Part 3: Process Appendix

How I collaborated with AI agents throughout this project — the working method, the prompting techniques, and where domain knowledge shaped the output.

This project was built with Claude as the primary collaborator, with NotebookLM and ChatGPT used for specific verification and cross-checking tasks. What follows is a short account of the working method I found productive, the techniques that made the collaboration useful rather than sloppy, and where my domain training cut across what the AI proposed.

What came from whom

AI generated: initial literature search and parameter sourcing, code implementation of the simulator, first drafts of prose sections.
I contributed: analytical framing, model architecture decisions (what to include and what to cut), all final interpretations and conclusions.
I caught and corrected the AI on: dropping a decorative two-cohort split that added no analytical value; identifying that a Korean progression rate reflected screening intensity, not slower biology; discovering that the code had drifted from the outcome tree diagram during vibe-coded v1 (details in Part 2, "Three Inspection Points").

Collaboration stance

I led the analytical framing. AI was research, drafting, and coding support, not a source of conclusions. When I wanted an opinion I asked for one; the default was for Claude to improve on my thinking rather than generate its own.
Step-by-step pacing. I did not information-dump. I kept each session focused on one or two decisions, confirmed understanding as I went, and carried a written project log across sessions so that continuity did not depend on the AI's memory.

Prompting techniques that worked

Structured output with provenance tracking

I asked Claude to return research outputs with explicit confidence tags — sourced, derived, judgement, hypothetical — next to every number, along with a named reference. This turned the research document into something I could audit at a glance rather than a wall of prose I had to trust.

Multi-agent verification

For citations that mattered, I pulled the original papers into NotebookLM and asked it to verify specific claims Claude had made. Running a second model against the same source material catches hallucinations that self-consistency checks within a single system would miss.

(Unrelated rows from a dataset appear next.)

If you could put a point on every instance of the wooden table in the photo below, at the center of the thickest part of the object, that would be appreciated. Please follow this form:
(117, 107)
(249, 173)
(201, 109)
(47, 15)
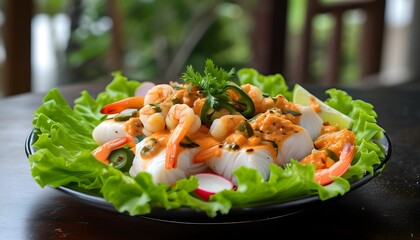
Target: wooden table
(388, 207)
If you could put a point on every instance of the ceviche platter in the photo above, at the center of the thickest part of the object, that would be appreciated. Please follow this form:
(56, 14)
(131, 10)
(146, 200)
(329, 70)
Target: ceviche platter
(215, 145)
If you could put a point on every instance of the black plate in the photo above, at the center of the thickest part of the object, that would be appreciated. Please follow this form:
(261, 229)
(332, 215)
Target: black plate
(236, 215)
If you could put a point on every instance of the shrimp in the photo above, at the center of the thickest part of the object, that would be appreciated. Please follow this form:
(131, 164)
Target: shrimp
(224, 126)
(158, 93)
(119, 106)
(183, 117)
(324, 176)
(102, 152)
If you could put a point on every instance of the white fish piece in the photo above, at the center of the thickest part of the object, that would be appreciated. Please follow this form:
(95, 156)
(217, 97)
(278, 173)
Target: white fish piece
(108, 130)
(231, 160)
(156, 165)
(311, 121)
(295, 146)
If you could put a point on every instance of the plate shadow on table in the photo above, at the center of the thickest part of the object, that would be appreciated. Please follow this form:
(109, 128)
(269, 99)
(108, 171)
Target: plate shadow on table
(56, 215)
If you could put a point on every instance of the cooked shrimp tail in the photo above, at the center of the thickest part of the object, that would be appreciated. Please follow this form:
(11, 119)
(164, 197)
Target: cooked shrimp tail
(103, 151)
(119, 106)
(323, 176)
(185, 117)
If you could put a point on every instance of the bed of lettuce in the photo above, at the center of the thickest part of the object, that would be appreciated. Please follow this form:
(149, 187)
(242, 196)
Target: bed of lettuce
(63, 157)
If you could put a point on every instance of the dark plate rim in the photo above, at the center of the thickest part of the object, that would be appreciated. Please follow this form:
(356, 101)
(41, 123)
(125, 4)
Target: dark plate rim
(236, 215)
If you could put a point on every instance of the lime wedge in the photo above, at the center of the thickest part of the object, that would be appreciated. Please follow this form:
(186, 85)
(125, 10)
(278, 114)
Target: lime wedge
(328, 114)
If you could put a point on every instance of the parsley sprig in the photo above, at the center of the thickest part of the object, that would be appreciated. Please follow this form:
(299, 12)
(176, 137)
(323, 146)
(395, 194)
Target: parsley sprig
(215, 83)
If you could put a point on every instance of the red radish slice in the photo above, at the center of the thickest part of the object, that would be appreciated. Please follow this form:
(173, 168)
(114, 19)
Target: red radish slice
(210, 183)
(143, 88)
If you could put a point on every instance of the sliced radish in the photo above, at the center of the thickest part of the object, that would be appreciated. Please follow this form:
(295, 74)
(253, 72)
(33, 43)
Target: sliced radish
(210, 183)
(143, 88)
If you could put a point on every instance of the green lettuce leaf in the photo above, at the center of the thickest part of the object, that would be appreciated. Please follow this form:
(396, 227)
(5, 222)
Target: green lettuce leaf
(63, 144)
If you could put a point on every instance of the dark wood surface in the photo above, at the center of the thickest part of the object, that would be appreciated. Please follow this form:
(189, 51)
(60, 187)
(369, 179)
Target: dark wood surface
(387, 207)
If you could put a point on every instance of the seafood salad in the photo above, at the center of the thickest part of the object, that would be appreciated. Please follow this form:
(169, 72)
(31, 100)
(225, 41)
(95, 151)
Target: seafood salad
(143, 150)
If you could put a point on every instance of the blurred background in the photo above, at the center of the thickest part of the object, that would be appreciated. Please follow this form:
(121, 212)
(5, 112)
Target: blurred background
(48, 43)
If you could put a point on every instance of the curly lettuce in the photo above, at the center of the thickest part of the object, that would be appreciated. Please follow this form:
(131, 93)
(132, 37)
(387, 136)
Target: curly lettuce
(64, 143)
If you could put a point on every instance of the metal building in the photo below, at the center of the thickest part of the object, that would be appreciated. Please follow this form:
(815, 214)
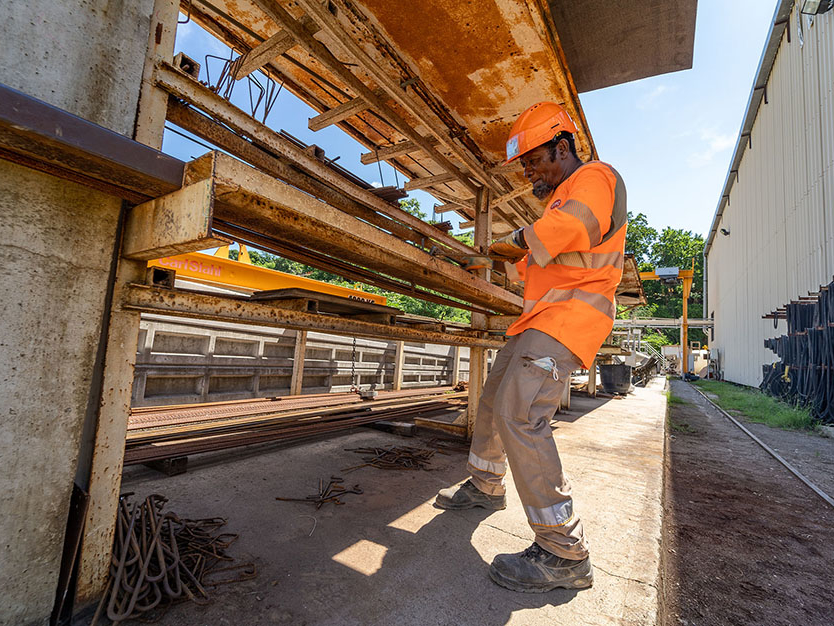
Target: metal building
(772, 238)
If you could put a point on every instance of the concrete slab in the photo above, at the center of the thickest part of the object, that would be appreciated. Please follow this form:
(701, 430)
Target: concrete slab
(389, 557)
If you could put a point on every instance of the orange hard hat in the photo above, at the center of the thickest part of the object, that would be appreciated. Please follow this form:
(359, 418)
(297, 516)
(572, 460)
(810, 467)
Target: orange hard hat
(536, 126)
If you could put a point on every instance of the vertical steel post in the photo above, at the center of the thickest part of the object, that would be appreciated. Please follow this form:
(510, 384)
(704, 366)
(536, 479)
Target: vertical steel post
(477, 356)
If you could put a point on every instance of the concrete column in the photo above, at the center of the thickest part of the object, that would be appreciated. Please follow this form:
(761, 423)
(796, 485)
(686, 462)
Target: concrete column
(300, 350)
(455, 364)
(592, 379)
(477, 356)
(399, 360)
(58, 244)
(111, 427)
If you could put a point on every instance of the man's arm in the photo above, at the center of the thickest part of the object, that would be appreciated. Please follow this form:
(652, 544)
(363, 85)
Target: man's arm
(577, 225)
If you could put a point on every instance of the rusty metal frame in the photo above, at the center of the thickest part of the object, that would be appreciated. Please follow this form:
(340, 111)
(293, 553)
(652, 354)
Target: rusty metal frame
(180, 303)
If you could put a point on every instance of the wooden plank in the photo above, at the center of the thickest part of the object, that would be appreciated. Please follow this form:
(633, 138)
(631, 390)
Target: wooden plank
(337, 114)
(399, 360)
(390, 152)
(273, 47)
(140, 298)
(186, 88)
(299, 353)
(248, 197)
(515, 193)
(176, 223)
(477, 355)
(428, 181)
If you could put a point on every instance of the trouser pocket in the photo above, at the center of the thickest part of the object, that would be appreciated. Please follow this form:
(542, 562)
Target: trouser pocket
(524, 382)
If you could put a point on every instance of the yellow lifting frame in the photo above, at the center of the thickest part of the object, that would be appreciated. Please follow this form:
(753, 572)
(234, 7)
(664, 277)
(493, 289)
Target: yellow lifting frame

Intermediate artefacts before execution

Before asking Claude to build the interactive demo, I had it generate the outcome tree as a static diagram. Inspecting the structure as a standalone artefact caught design problems that would have been buried inside running code.

Persona-driven prompting

For open-ended discussion I assigned Claude specific system-level roles — start-up owner, VC investor, sceptical reviewer — which constrained the feedback distribution and kept me from drifting into vague affirmation.

Where domain judgement shaped the output

AI agents have reasonable defaults — but defaults are generic. Three categories of intervention mattered most:

Scope control. Claude's default was to add structure — more branches, finer stratification, extra parameters. These suggestions were individually defensible, but several did not change the output. The useful question was "does this earn its complexity?" Knowing when a model is complete enough is a judgement call that requires understanding what the model is for, not just what it could include.
Contextual interpretation of data. Numbers from the literature are not raw facts; they carry the fingerprints of how they were collected. Observational cohort rates may already include opportunistic eradication effects. Country-level progression rates may reflect screening intensity rather than biology. Claude treated these as face-value inputs by default — a reasonable behaviour for a system without epidemiological training. Flagging when a number means something different from what it says is where domain knowledge is irreplaceable.
Editorial curation. Claude's default when building the demo was to add flexibility — more sliders, more options, more configurability. In a general-purpose tool that instinct is correct. In a demo designed to make one argument legible, extra controls dilute the signal. A cleaner surface does more work than a richer one.